Taco Hoekwater | 1 Jun 12:56 2010

Re: BibTeXU

Karl Berry wrote:
>     I gather this is what used to be bibtex8 in former years?
> 
> bibtexu is/was a project by Yannis (and a student or two) to use the ICU
> library with BibTeX.  Peter also put in the massive efforts needed to
> make this work in the TL build system and have bibtexu and xetex use the
> same ICU library

Bibtexu does not actually seem to work all that well, or at least it
has some quirks on my linux 64 box. I experimented a bit because it
sounds promising. Long email follows.

I created a small test.aux file with just this in it:

\citation{*}
\bibstyle{plain}
\bibdata{xampl}

At first it complained that it could not find '88591lat.csf'. This
is probably just a packaging error: as it stands, the bibtexu package
should depend on bibtex8 (or the files have to be moved to the bibtexu
package, I do not know whether bibtex8 needs them).  I installed
bibtex8, and that took care of that.

But then, I got this:

[taco <at> ntg tmp]$ bibtexu test
The 8-bit codepage and sorting file: 88591lat.csf
The top-level auxiliary file: test.aux
The style file: plain.bst
Database file #1: xampl.bib
Terminated

I killed it after about five minutes, and by then it had used
2minutes CPU time, Resident size was 1G, and Virtual size 2.3G
(and growing).

valgrind gives about a gazillion

   'Conditional jump or move depends on uninitialised value(s)'

messages.

It seems \citation{*} is causing this trouble, because a test
without it runs fine (changed to \citation{article-full}).

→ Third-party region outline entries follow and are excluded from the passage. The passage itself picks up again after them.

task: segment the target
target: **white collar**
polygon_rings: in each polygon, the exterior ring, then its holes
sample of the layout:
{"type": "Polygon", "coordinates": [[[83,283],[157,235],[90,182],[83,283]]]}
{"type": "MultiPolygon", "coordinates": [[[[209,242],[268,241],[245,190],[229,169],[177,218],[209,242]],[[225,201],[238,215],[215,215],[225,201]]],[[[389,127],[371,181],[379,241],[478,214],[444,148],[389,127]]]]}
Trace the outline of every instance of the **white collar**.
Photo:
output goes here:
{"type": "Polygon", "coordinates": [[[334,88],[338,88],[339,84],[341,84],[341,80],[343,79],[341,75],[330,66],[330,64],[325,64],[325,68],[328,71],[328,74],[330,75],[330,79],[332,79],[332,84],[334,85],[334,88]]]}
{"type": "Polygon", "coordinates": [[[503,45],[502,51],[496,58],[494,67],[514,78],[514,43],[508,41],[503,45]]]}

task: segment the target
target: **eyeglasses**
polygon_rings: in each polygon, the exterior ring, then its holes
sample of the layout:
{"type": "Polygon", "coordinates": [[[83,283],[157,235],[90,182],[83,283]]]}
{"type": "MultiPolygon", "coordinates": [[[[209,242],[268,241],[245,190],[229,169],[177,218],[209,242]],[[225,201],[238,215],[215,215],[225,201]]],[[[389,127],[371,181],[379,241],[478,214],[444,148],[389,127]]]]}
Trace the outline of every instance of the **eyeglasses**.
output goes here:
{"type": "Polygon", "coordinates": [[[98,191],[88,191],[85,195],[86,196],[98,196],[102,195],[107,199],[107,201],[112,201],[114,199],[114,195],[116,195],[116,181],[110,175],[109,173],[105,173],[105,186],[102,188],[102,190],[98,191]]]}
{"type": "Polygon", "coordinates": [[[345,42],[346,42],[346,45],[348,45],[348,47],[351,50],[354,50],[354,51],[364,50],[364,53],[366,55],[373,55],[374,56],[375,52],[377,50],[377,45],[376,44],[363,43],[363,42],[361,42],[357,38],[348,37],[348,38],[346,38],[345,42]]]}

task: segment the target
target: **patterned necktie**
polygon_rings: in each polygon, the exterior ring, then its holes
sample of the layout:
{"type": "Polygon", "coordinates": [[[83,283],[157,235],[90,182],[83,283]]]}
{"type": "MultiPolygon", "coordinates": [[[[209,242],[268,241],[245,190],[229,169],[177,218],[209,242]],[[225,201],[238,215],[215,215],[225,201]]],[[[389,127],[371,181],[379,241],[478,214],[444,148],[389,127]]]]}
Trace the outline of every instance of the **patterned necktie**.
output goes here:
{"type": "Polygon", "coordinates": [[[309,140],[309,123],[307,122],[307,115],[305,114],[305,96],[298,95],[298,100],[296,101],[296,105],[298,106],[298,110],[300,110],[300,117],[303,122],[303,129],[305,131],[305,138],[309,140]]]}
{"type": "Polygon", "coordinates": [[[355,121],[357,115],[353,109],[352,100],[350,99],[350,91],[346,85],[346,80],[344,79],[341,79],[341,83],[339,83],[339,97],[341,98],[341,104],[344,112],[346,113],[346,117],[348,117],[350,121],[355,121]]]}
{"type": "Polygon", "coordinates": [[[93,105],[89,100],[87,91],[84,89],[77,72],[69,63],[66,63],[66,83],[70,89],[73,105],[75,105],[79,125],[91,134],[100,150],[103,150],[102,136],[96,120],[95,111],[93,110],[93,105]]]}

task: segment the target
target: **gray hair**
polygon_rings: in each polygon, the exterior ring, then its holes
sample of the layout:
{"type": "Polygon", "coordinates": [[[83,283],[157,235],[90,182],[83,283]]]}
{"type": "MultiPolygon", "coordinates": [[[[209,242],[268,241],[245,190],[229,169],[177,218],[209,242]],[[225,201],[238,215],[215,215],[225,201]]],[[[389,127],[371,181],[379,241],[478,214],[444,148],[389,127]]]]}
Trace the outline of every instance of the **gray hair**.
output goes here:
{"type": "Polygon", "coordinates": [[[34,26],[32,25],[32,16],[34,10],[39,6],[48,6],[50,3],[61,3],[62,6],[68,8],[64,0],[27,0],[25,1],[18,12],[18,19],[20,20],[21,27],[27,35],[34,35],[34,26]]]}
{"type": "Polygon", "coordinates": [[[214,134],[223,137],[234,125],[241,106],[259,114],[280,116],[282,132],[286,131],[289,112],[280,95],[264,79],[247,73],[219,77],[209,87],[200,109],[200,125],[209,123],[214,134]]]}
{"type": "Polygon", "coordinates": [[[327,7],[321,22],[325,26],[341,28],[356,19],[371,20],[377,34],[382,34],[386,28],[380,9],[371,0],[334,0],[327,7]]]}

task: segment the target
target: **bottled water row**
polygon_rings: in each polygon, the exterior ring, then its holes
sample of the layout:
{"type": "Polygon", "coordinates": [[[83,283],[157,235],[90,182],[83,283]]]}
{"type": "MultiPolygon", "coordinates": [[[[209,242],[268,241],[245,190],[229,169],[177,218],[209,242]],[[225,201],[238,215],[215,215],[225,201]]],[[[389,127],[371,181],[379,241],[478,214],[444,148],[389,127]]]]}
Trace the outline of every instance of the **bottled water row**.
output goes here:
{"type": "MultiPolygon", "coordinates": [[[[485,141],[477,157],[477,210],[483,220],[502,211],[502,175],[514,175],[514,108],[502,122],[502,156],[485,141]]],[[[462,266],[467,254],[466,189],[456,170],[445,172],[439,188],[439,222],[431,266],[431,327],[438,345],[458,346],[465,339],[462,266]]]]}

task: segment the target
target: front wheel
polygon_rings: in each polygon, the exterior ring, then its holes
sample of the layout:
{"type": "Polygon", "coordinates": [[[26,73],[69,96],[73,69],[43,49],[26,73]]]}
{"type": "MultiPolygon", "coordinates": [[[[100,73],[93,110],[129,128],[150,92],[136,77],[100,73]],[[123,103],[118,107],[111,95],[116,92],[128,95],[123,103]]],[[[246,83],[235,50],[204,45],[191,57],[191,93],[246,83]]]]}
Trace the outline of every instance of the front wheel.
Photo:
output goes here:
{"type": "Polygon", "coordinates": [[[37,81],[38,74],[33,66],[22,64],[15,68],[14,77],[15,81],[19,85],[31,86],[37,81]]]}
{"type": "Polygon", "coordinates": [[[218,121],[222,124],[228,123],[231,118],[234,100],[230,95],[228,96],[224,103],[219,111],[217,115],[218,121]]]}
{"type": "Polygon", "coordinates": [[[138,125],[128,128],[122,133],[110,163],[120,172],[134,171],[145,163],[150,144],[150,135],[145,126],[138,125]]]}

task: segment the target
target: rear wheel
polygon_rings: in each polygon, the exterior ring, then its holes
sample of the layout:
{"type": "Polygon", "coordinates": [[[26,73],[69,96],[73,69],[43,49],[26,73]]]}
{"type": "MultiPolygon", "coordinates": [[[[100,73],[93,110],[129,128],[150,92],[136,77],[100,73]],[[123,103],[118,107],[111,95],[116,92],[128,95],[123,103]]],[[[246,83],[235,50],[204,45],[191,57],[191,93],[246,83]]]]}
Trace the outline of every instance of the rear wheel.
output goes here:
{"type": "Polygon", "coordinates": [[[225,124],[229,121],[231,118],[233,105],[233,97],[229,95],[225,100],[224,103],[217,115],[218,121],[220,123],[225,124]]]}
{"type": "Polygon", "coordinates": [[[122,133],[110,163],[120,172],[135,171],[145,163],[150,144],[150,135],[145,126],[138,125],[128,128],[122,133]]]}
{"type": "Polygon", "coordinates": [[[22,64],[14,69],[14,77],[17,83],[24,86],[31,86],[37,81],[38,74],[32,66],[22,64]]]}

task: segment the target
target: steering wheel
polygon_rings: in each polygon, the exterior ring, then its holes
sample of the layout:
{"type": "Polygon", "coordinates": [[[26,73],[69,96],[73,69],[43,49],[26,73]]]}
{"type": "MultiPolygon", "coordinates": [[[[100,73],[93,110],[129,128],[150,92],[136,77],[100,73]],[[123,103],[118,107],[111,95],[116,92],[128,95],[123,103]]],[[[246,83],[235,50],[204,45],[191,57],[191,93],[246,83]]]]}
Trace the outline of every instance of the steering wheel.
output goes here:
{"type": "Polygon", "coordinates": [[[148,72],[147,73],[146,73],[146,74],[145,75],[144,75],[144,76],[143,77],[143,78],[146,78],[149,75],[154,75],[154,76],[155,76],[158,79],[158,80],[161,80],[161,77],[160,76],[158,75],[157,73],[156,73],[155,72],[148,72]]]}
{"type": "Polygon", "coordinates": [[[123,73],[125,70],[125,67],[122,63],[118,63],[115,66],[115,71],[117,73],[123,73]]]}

Having found a working solution, now I wanted to see about
that 'u' at the end of the program name. Big disappointment
there: from the documentation in 'source', the 'u' apparently
stands for 'Unified' or so and at first glance it has nothing
to do with Unicode  at all. (I could have stopped there
because to me there would be little point to a drop-in
replacement of bibtex8).

Nevertheless, the line:

    The 8-bit codepage and sorting file: 88591lat.csf

gave the impression that that csf file is configurable.
00readme.txt from the source says there should be a command
line option:

        -c  --csfile FILE

but this option does not work nor is it listed in the -h
output: I get the help text echoed back at me (there are more
options listed in 00readme.txt that do exist, but I am not
in the mood to list them all).

The 00readme.txt from the source says you can set an
environment variable (BIBTEX_CSFILE), so I tried that:

[taco <at> ntg tmp]$ env BIBTEX_CSFILE=cp47lat.csf bibtexu xampl-latex
The 8-bit codepage and sorting file: 88591lat.csf
The top-level auxiliary file: xampl-latex.aux
The style file: plain.bst
Database file #1: xampl.bib

Didn't work. Continuing on, it turns out that kpsewhich cannot
find cp47lat.csf either, so I tried an absolute path:

[taco <at> ntg tmp]$ env 
BIBTEX_CSFILE=/home/taco/texlive/2010/texmf-dist/bibtex/csf/base/cp437lat.csf 
bibtexu xampl-latex
The 8-bit codepage and sorting file: 88591lat.csf
The top-level auxiliary file: xampl-latex.aux
The style file: plain.bst
Database file #1: xampl.bib

Doesn't work either. Then I remembered having seen a debug
switch: --debug=search:

[taco <at> ntg tmp]$ env BIBTEX_CSFILE=cp437lat.csf bibtexu --debug=search 
xampl-latex
The 8-bit codepage and sorting file: 88591lat.csf
The top-level auxiliary file: xampl-latex.aux
The style file: plain.bst
Database file #1: xampl.bib

Also doesn't seem to do anything. Un-phased, try with --debug=all:

[taco <at> ntg tmp]$ env BIBTEX_CSFILE=cp437lat.csf bibtexu --debug=all 
xampl-latex

Lots of output this time, but _nothing_ related to file searching.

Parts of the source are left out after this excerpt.